When I was a new university graduate, on the brink of starting my ACA studies, a partner at Price Waterhouse (now PwC) gave me a piece of advice that I have never forgotten: “Other firms throw you in the deep end and see whether you sink or swim, but we teach you to breathe underwater.”
True to his word, that’s exactly what PwC did. At just 32, I became the firm’s first female audit partner and, nine years later, I was appointed director of professional standards in Europe, a role which had not previously existed and of which I had little understanding. Yet it is a role that shaped my career and, in its way, equipped me to make a valuable contribution when I left PwC for Whitehall.
As was the case with many of my previous roles, I accepted the directorship knowing I wasn’t fully ready but determined to meet the challenge. Yet as soon as I began looking into the issue of professional standards in Europe, it became apparent just how different approaches to accounting, ethics, audit and company law really were in each country.
But the more I thought about it, the more it didn’t make sense to focus solely on creating a uniform set of European standards, as some in Brussels were suggesting.
Doing that would have created a European bloc, effectively separating us from the Americans (who, at this point, had good US GAAP and GAAS). It would also have opened up even more questions. For example, would the Russians and Chinese have used American standards or European standards? I felt very strongly that we should instead create a stronger set of international standards. And a set that people actually used.
Unsurprisingly there were a lot of sceptics. What was surprising is that those sceptics weren’t just the Americans – even within the UK there was some reticence. After all, the UK already had such a strong set of standards, a lot of people started asking, “why bother with international standards at all?” However the risk was, if the UK was not involved and intending to use the international standards, we wouldn’t have had a role at the table when it came to setting them.
What also won people around was a survey that PwC and six other firms conducted in the 1990s, which compared local accounting standards in 53 countries to the benchmark of international standards. Only then could others also see just how great that gulf was, and how potentially dangerous it was to rely on foreign accounts which you did not understand when doing your business abroad.

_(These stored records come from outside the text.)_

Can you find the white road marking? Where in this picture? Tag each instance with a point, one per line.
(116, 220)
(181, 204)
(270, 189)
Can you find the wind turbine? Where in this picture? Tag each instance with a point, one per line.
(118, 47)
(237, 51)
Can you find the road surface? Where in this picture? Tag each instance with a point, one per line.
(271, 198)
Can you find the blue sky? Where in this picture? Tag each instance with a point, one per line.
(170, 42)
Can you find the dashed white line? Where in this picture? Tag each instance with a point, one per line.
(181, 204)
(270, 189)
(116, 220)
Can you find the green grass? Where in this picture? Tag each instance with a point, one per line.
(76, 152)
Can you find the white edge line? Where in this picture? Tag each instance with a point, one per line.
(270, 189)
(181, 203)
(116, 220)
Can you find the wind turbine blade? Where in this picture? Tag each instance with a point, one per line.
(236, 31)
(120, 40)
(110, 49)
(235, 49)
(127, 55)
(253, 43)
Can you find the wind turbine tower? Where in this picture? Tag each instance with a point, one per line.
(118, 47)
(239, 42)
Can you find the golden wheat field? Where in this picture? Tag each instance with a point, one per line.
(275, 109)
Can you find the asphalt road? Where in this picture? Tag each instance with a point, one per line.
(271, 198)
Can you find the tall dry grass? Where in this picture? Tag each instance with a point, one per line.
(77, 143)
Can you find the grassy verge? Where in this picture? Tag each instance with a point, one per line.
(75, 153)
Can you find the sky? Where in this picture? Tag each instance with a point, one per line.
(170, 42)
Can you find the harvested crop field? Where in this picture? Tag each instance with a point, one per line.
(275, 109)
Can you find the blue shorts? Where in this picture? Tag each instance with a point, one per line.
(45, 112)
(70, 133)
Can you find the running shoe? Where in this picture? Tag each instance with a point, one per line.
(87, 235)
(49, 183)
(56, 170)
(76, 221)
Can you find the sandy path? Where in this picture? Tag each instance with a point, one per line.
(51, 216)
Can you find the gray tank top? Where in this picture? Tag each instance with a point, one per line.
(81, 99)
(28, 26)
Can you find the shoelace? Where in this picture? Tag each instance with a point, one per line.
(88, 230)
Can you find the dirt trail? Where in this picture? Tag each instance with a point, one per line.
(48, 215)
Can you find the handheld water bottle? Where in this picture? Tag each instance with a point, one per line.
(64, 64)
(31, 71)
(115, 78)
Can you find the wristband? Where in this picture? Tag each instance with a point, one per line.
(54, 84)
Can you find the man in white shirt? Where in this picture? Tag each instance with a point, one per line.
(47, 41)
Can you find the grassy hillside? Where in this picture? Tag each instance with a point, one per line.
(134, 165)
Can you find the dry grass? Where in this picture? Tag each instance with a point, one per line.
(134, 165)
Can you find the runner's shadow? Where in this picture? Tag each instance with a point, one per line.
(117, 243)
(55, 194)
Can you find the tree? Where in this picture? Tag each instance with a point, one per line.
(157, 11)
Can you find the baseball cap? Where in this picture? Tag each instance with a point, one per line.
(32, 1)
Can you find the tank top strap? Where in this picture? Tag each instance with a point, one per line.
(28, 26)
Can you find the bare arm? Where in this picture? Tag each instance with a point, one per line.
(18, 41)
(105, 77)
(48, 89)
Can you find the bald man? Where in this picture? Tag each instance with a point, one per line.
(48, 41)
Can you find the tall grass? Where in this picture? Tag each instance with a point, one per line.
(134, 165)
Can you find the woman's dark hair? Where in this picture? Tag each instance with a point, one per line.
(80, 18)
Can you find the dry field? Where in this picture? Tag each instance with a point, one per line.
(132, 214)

Challenging though it was to push for countries to adopt international standards, it was also exciting. Everywhere you went, people were discussing what we should do about accountancy standards.
Standing back today – more than 20 years on – it is clear just how far we have come, and I am delighted to have been awarded an ICAEW Outstanding Achievement Award this month, in recognition of that team effort.
Back in the 1990s, it was very difficult for institutes in different countries to communicate but they’re now all talking the same language. Yes, the American and international standards might not be completely identical, but they are far more linked and close to being in the same place.
Certainly, I am proud of what we achieved in the 1990s – our team made a huge change to the profession – yet that fight isn’t fully over. But those in power and practice today can’t afford to rest on the changes that have already been made. It’s vital to keep pushing for full convergence, and to keep those standards up to date. After all, if businesses are constantly moving on, so should the profession and its standards.